Where Syna has an advantage over other similar resorts is that it is close to the tiger reservation – which is open from October to mid-June - and not too far off the road. It is quiet, discreet, comfortable, relaxing and rustic, with India's famed big cats only a few miles away prowling their domain unchallenged out in the Bandhavgarh National Park and Tiger Reserve.
From the isolated wildlife setting of the Syna Tiger Resort, I headed back to the Indian capital for an exhilarating 48 hours in New Delhi.
New Delhi is an amazing city – hectic, bustling, fast-moving and developing rapidly.

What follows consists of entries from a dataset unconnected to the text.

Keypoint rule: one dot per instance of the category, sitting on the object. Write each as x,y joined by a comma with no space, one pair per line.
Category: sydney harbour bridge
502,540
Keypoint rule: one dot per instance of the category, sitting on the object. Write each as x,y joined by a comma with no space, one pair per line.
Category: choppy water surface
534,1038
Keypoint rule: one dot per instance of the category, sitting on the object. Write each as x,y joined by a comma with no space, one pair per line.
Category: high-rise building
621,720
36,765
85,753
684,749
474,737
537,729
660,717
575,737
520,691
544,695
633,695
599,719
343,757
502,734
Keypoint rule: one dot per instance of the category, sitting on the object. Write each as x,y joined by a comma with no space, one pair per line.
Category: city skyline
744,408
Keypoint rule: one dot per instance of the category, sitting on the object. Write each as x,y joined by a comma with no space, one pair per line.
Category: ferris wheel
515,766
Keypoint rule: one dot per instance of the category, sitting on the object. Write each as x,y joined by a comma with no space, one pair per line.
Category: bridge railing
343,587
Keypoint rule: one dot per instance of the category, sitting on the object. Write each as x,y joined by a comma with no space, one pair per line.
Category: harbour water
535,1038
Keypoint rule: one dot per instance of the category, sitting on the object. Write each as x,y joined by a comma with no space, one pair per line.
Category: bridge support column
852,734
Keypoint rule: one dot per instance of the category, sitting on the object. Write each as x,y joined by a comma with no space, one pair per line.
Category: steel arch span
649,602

There are some incredible monuments to visit from the soaring Qutb Minar, the solidity of the India Gate memorial, the massive Red Fort and the Jami Masjid as well as colourful street scenes, exotic markets and great places to eat.

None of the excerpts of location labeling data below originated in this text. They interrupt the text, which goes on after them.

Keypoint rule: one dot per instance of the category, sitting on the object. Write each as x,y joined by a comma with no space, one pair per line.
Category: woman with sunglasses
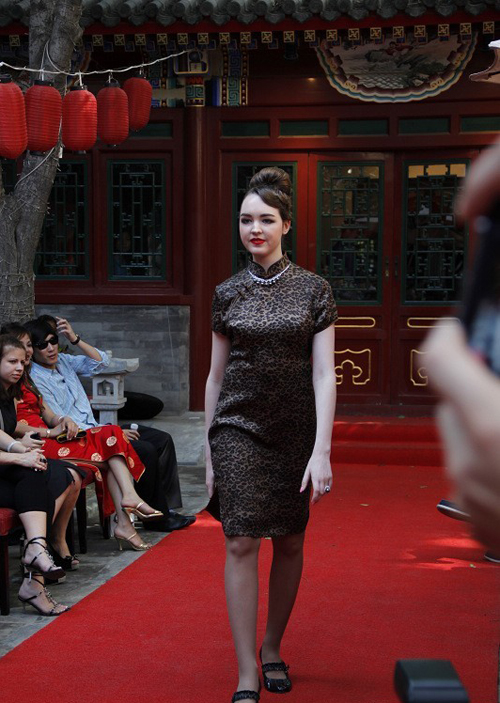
108,451
43,492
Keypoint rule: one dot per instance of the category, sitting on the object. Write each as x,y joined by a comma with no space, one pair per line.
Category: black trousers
25,490
159,485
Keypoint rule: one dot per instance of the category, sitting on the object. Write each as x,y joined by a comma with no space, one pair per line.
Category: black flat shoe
173,521
241,695
69,563
275,685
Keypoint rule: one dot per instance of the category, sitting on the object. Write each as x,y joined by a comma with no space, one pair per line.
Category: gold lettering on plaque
360,366
418,376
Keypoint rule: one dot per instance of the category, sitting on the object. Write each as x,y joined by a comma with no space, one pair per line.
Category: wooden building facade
153,222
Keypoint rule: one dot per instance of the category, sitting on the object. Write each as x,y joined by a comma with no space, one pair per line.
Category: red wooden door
350,242
431,255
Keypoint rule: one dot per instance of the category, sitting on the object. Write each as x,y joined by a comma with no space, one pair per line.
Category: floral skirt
99,445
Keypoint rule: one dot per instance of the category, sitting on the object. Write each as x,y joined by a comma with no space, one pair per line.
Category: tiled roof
137,12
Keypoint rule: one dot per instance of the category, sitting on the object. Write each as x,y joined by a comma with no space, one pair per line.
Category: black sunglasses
54,340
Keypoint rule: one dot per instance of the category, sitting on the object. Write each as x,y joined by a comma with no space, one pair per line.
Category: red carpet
386,577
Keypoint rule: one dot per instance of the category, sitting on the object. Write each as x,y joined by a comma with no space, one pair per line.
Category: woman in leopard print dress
269,420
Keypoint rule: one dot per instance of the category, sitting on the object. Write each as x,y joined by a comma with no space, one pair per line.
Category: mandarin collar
275,268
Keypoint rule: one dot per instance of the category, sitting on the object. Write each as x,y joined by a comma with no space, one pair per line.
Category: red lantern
43,116
140,94
13,129
79,119
112,114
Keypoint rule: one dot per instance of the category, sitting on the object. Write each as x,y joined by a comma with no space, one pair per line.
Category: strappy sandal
142,547
156,515
52,574
53,612
274,685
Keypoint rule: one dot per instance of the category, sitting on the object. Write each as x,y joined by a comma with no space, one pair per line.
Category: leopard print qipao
264,427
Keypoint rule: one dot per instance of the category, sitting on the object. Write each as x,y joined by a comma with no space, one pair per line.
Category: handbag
63,437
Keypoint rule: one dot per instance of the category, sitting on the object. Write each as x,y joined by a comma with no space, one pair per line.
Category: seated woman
105,448
39,490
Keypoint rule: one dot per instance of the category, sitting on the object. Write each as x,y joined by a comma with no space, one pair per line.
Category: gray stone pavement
103,559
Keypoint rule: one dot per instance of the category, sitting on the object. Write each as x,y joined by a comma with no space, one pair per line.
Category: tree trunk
53,24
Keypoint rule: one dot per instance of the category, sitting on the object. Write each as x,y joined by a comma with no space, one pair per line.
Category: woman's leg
124,528
286,571
242,590
34,523
63,511
130,498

It is a city to explore, despite its apparent chaos and hectic pace and it is not too difficult to get about the main attractions. You may want to take an auto-rickshaw to one or two destinations – and haggle with the driver over the price of your journey on the three-wheeled mini taxis – but many of the best known tourist sights are now within easy reach of Delhi's new, cheap and efficient Metro system. So after popping above ground to visit an attraction, you can disappear beneath the city back into the calm and cool to take the underground train to the next.
However, Delhi is also a city to explore on foot; to absorb, sense, experience and enjoy, so take time to wander around the historic market of Chandni Chowk and the streets of Old Delhi.
Yet after all of this intensity – and that is what Delhi is about – it is great to step back off the street and relax.
One of the best places I've found in Delhi in recent years is the Metropolitan Hotel and Spa. Close to the Connaught Place/Rajiv Chowk area, it is set back on a quieter street but still in the centre of the city. As a member of the Great Hotels of the World (GHoTW) grouping, The Met – as it brands itself - combines as a five=star business and tourist hotel with its excellent Neo Veda Spa.
Not only does the hotel offer respite from Delhi's whirlwind of activity but the spa offers a range of relaxing and reviving treatments which allow you to submerge yourself in an hour or two of pure delight. The treatments vary from basic massages and cleansing through to longer and specialist treatments.
There is also a good-sized outdoor pool, gymnasium, craft house for shopping and business centre facilities.
And there are very good restaurants: Chutney Bar and Tandoor specialises in Indian cuisine and brings together tastes from across the nation; the Sakura Japanese kitchen offers an added international dimension with private dining areas within the main restaurant; while Zing offers all-day world cuisine.
Yet when you are refreshed and again ready to hit the streets of New Delhi, The Met is perfectly situated on Bangla Sahib Road with a Metro station close by and the pivotal hub of Connaught Place only a short walk away.
And if you want to shop – that's the place to be. The vibrant Janpath Market where you can buy souvenirs, clothing or simply browse and enjoy the atmosphere of an Indian marketplace that truly comes to life at night is five minutes away, while on a neighbouring street is the State Emporium complex with crafts, souvenirs and textiles. But don't forget to haggle for a good price. It's all part of the fun.